Clothing materials help mask or maximize bacterial body odors
My kids are young enough to find the idea of a sweaty, stinky adult as being funny, in a sort of yucky way. While they do manage to get themselves plenty dirty when running around outside, they aren’t producing the proteins from their apocrine glands that bacteria love to eat, so they can only get so smelly. If they really wanted to work on grossing out their friends before hitting puberty, it turns out there are easy ways to encourage bacterial growth that even a child can handle. To boost your body odor, it turns out all you have to do is wear more polyester when working out.

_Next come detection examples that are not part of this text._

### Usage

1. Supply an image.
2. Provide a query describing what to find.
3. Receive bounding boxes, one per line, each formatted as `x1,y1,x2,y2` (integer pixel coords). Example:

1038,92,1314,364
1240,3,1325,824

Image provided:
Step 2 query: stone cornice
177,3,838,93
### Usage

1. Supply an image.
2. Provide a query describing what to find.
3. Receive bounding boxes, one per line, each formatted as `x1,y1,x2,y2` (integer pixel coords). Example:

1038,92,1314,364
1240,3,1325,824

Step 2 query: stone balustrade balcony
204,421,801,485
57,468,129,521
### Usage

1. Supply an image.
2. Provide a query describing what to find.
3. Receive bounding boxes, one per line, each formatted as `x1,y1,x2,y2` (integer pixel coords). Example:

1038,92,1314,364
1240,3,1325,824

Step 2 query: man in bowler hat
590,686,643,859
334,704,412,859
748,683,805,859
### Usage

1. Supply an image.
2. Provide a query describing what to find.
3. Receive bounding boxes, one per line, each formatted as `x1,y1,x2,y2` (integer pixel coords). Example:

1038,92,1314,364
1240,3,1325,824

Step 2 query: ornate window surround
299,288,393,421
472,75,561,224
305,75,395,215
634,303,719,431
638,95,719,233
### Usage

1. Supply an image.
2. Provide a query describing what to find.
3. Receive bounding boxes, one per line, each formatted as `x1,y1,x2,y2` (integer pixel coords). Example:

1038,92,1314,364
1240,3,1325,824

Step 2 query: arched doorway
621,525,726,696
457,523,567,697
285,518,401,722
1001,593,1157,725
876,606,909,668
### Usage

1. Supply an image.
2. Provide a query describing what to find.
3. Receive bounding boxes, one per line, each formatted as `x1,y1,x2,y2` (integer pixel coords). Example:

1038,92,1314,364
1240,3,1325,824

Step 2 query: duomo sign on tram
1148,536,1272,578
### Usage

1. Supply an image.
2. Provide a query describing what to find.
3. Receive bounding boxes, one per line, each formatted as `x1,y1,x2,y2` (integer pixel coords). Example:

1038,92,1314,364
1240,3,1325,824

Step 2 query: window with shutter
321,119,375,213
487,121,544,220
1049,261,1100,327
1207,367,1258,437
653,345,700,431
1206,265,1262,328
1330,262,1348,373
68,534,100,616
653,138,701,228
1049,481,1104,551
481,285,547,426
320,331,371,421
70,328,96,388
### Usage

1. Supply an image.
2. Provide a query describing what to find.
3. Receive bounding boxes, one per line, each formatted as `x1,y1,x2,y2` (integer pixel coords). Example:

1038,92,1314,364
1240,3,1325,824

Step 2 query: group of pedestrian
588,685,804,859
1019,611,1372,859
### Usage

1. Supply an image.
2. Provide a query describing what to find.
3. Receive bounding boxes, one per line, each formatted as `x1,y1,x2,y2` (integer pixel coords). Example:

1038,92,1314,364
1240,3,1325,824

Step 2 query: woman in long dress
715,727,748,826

To see why polyester makes a difference in one’s smell, it’s good to start with why we smell in the first place. As noted above, even kids can get sweaty to cool off when their body temperature rises, but most sweat is just water, and thus doesn’t give you that ripe odor most adults associate with vigorous exertion. To really stink, you need a good amount of both Staphylococci and Corynebacteria bacteria, which feed on the proteins found in the sweat of your armpits and groin. If you had to choose, Corynebacteria carries the stronger smell, but the best way to cultivate that strain of bacteria may be to be male, so there’s probably not a lot to be done on that front. Instead, to make the most of the bacteria you have, your best bet is to get rid of breathable cottons for a nice, shiny polyester jersey when exercising.
The pungence of polyester
Lots of sporty clothing is made from polyester thanks to its low cost and high durability. They also don’t shrink in the dryer because they don’t really absorb much moisture in the first place, although many are good at grabbing hold of the oils produced by our skin. This combination means that, unlike a cotton shirt which will absorb some bacteria-laden sweat before it can get to our noses, polyester shirts will allow odors to propagate, plus carry oily snacks for bacteria to much on, even after you’ve finished sweating.
Beyond enabling your Corynebacteria to be all they can be, polyester may also bring a third strain of bacteria to your workouts! A genus called Micrococcus has been found to grow quite happily on synthetic fibers like polyester but not only skin or cotton, so you’ll miss out on it entirely if wearing a standard t-shirt. These bacteria do turn up other places, but if your armpits are smelly enough on their own, this is probably the fastest way to make things better. Or worse? It’s hard to know with second graders.
My second grader asked: Why do men have more Corynebacteria in their armpits? I think mommy’s pretty stinky sometimes too.
As far as I can tell, this might be tied to men generally having slightly more acidic skin than women. This is thought to lower the amount of bacterial diversity on the skin, which basically frees up territory and resources for whatever species is left. In this case, that’d be Corynebacteria, which can then grow with less competition on the skin.